On January 1, 2008, the Center for Evidence-Based Practice: Young Children with Challenging Behavior (CEBP) became the Technical Assistance Center on Social Emotional Intervention for Young Children, or TACSEI. TACSEI continues and expands of the work of CEBP by moving the extensive research CEBP conducted and synthesized on effective practices into actual, everyday practice. The result is that decision makers, caregivers and service providers have an enhanced awareness of, understanding of, and ability to use evidence-based practices to improve the social-emotional outcomes for young children with, or at risk for, delays or disabilities. AFT has partnered with this organization to improve the social-emotional outcomes for young children with, or at risk for, delays or disabilities.

Touchpoints in Early Care and Education

Based on Dr. T. Berry Brazelton's extensive clinical practice and research, the Touchpoints approach emphasizes the building of supportive alliances between parents and providers around key points in the development of young children. "Touchpoints" are predictable periods in a child's development that can disrupt family relations. These are times of disorganization that we value as opportunities to support family strengths and optimize children's development. The Touchpoints approach believes that early care and education providers are vital allies with parents in their children's development.

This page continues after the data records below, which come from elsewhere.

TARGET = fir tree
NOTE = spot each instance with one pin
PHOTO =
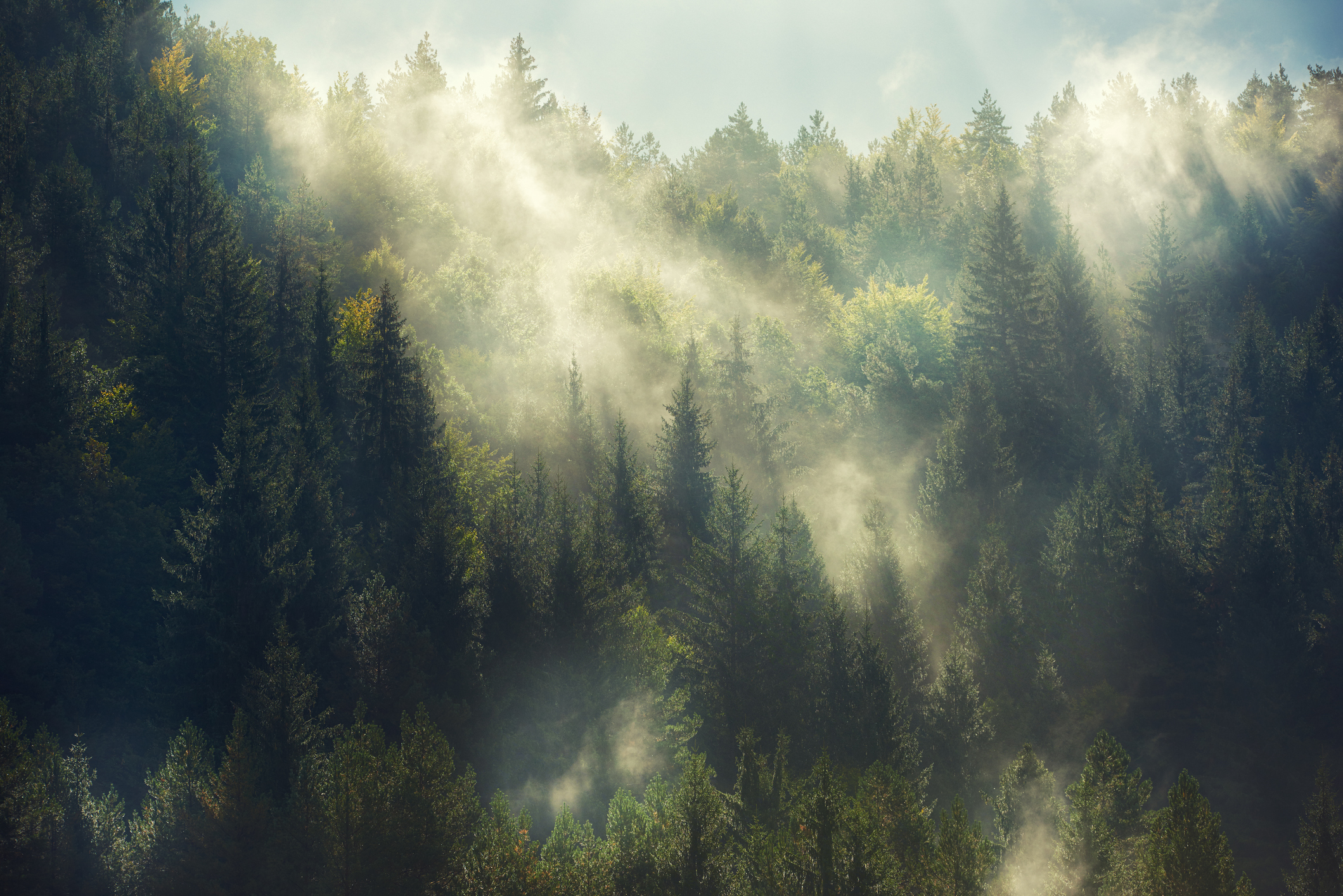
(1006, 327)
(684, 452)
(986, 132)
(1318, 855)
(520, 97)
(1186, 849)
(1159, 295)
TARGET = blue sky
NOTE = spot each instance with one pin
(680, 68)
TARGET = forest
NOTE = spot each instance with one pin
(426, 488)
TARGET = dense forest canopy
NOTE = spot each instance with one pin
(429, 488)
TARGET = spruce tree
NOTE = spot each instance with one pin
(994, 624)
(520, 97)
(1105, 809)
(727, 578)
(631, 502)
(1186, 849)
(1159, 293)
(1006, 327)
(887, 601)
(1087, 368)
(986, 132)
(684, 452)
(1318, 854)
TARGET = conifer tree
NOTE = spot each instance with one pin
(887, 601)
(683, 453)
(631, 502)
(1006, 327)
(726, 575)
(520, 97)
(392, 417)
(994, 624)
(963, 859)
(920, 199)
(1186, 849)
(973, 477)
(986, 132)
(1318, 854)
(581, 446)
(1105, 809)
(956, 723)
(235, 572)
(1159, 295)
(1086, 362)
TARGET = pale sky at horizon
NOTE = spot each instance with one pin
(680, 69)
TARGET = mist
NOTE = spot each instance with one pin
(567, 511)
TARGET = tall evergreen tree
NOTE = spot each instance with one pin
(522, 97)
(986, 132)
(684, 452)
(1159, 293)
(1318, 855)
(1005, 324)
(1186, 849)
(887, 601)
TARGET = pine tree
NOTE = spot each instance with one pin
(1188, 854)
(1318, 855)
(1105, 809)
(422, 77)
(392, 417)
(996, 625)
(972, 480)
(887, 601)
(955, 719)
(684, 452)
(284, 722)
(518, 96)
(986, 132)
(631, 502)
(1086, 362)
(794, 597)
(581, 448)
(920, 199)
(726, 575)
(1006, 326)
(233, 579)
(1040, 227)
(963, 859)
(1159, 293)
(175, 246)
(1025, 817)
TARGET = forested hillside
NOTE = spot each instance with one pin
(432, 488)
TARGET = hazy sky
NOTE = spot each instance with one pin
(680, 69)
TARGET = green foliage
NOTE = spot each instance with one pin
(1186, 849)
(313, 332)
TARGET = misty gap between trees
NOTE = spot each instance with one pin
(414, 489)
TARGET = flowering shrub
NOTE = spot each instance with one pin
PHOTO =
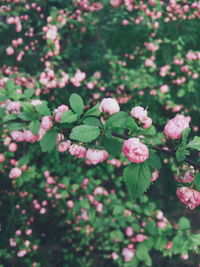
(95, 96)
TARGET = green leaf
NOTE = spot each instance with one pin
(112, 145)
(85, 133)
(25, 116)
(48, 141)
(185, 135)
(10, 117)
(92, 121)
(34, 127)
(184, 223)
(68, 117)
(94, 111)
(118, 119)
(24, 160)
(181, 154)
(143, 254)
(10, 86)
(195, 143)
(16, 126)
(154, 161)
(137, 178)
(197, 181)
(76, 103)
(28, 93)
(43, 109)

Centers for Disease Control and Prevention - Developmental Milestones
The Centers for Disease Control and Prevention Web site offers a wealth of information about early identification and healthy developmental milestones in children birth to age 5. It lists important developmental milestones in children and how to act early when these milestones are not reached.
Other informative sections on the CDC Web site include: 
CDC's Learn the Signs. Act Early. Campaign 
Information for Early Childhood Educators 
CDC's Autism Information Center 
- CDC's National Center on Birth Defects and Developmental Disabilities

Helping Students with Autism, Tips for Educators
This is a new publication to help teachers support students with autism. While the information is not specifically geared to early intervention, many of the tips are applicable for early childhood settings. The report offers classroom suggestions for addressing challenging behavior, the encouragement of social skill development and building relationships with parents and families for professionals working with children with autism.

Get Ready to Read!
Get Ready to Read! is a national program to build the early literacy skills of preschool children. It brings research-based strategies to parents, early education professionals, and child care providers to help prepare children to learn to read and write. The goal is to ensure that all children have opportunities to become successful readers. Get Ready to Read! is an initiative of the National Center for Learning Disabilities

Transitioning to Kindergarten
AFT partnered with The National Center for Learning Disabilities to develop the Transitioning to Kindergarten Toolkit for Early Childhood Educators. While reading difficulties are caused by a multitude of factors, up to 90 percent of children with learning disabilities have problems with reading.  Early intervention helps these children as well as others for whom reading does not come easily.